With his optimism and hope comes the reality that Ship and higher education across the nation face great challenges in terms of financial sustainability. Pennsylvania currently ranks 48th in the nation for state investment in higher education. Serving Ship by advocating for increased funding is a vital part of his work as is finding new ways to fund Ship’s mission.

“As an enrollment driven institution, because of the state funding model, and with enrollment decline, we are trying to deploy strategies that keep higher education affordable while maintaining costs. It’s a real challenge,” he said.

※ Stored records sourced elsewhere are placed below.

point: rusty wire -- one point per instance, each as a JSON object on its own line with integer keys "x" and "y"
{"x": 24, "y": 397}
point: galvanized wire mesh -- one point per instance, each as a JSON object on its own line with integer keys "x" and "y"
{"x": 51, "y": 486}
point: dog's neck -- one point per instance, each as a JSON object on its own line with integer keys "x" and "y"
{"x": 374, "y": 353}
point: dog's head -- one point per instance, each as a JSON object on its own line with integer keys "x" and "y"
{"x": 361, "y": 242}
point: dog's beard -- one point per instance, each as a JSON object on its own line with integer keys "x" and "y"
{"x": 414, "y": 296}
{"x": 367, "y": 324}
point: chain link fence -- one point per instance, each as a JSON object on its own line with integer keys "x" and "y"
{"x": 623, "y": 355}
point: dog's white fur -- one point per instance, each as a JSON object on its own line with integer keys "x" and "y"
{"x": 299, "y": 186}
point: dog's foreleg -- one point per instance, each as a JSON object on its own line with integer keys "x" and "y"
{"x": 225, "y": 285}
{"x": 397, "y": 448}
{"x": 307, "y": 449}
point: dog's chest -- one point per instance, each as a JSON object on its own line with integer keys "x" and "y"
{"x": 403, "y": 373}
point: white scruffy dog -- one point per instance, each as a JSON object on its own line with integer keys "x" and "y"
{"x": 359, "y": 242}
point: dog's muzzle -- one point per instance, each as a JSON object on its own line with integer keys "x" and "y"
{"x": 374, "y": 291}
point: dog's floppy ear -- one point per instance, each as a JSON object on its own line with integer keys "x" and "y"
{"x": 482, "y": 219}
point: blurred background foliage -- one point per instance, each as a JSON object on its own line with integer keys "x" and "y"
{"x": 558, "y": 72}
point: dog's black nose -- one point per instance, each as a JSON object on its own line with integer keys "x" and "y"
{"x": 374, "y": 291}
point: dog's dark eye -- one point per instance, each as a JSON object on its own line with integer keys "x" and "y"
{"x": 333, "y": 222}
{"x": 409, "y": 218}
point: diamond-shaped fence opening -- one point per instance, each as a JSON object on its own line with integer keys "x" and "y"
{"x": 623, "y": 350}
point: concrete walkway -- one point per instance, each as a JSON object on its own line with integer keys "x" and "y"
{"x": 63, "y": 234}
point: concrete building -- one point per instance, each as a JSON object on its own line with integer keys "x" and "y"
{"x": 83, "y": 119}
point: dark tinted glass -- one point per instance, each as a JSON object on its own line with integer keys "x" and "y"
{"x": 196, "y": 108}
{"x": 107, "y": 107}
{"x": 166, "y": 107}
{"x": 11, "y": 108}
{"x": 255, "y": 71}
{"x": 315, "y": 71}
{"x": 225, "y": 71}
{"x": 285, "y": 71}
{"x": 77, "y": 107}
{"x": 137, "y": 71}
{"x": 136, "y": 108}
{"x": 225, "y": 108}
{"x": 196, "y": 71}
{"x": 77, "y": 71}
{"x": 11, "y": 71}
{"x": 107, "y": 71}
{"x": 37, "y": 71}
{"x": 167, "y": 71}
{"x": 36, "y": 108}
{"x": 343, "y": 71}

But he says he is up for the challenge and inspired to serve by the great potential he sees at Ship.

A family affair

As Patterson brings a fresh perspective to Ship, he himself has gained a new perspective on higher education. He is now the father of a college student. His son, Aidan, is a first-year student at the university, living in Kieffer Hall.

“It’s a different side of higher ed you don’t see unless you’re a parent,” he said.

He attended orientation with Aidan in June and did his best to fly under the radar.

“I spoke to Admissions to tell them I was coming, but I just wanted to come and be dad. This was the only time I was going to experience this and I wanted to be there for him,” he explained.

Together, Patterson, Aidan, and Colleen experienced the standard first time in college moments, from orientation, to move in, and buying books. All events that look quite different through the lens of a parent of a student.

And while Aidan doesn’t have far to walk to come home on the weekends, mom and dad are giving him space to find his own path at Ship. So much space, that it took 67 days for Colleen to run into Aidan walking across campus. A bittersweet moment she shared on Twitter.

But Colleen is busy at Ship as well, serving the campus community just like Patterson. You can frequently find her at athletic events, chatting with students, volunteering with campus service projects, or even stepping in to help when Patterson’s schedule becomes a bit hectic. In November she took the stage at the Luhrs Center to welcome future Raiders and their families during an open house.

Patterson is thankful for their collaborative dynamic, but jokes that they tend to create more work for each other.

“In reality, she pushes me to do more and do better. And I push her. It’s a complementary relationship, but not one that minimizes work,” Patterson said laughing.

While there is a lot of work to be done, both find fun where they can with their new community. You can find Patterson playing with the family dogs, Oliver and Sweetie, in the front yard of the Martin House or you might catch the couple cruising around on Patterson’s Ducati motorcycle.

“There’s a high level of engagement at Ship that I’m excited about. The level of engagement we have fosters a sense of belonging,” he said.

Called to serve Ship, and inspired to lead, it’s clear Patterson is where he belongs.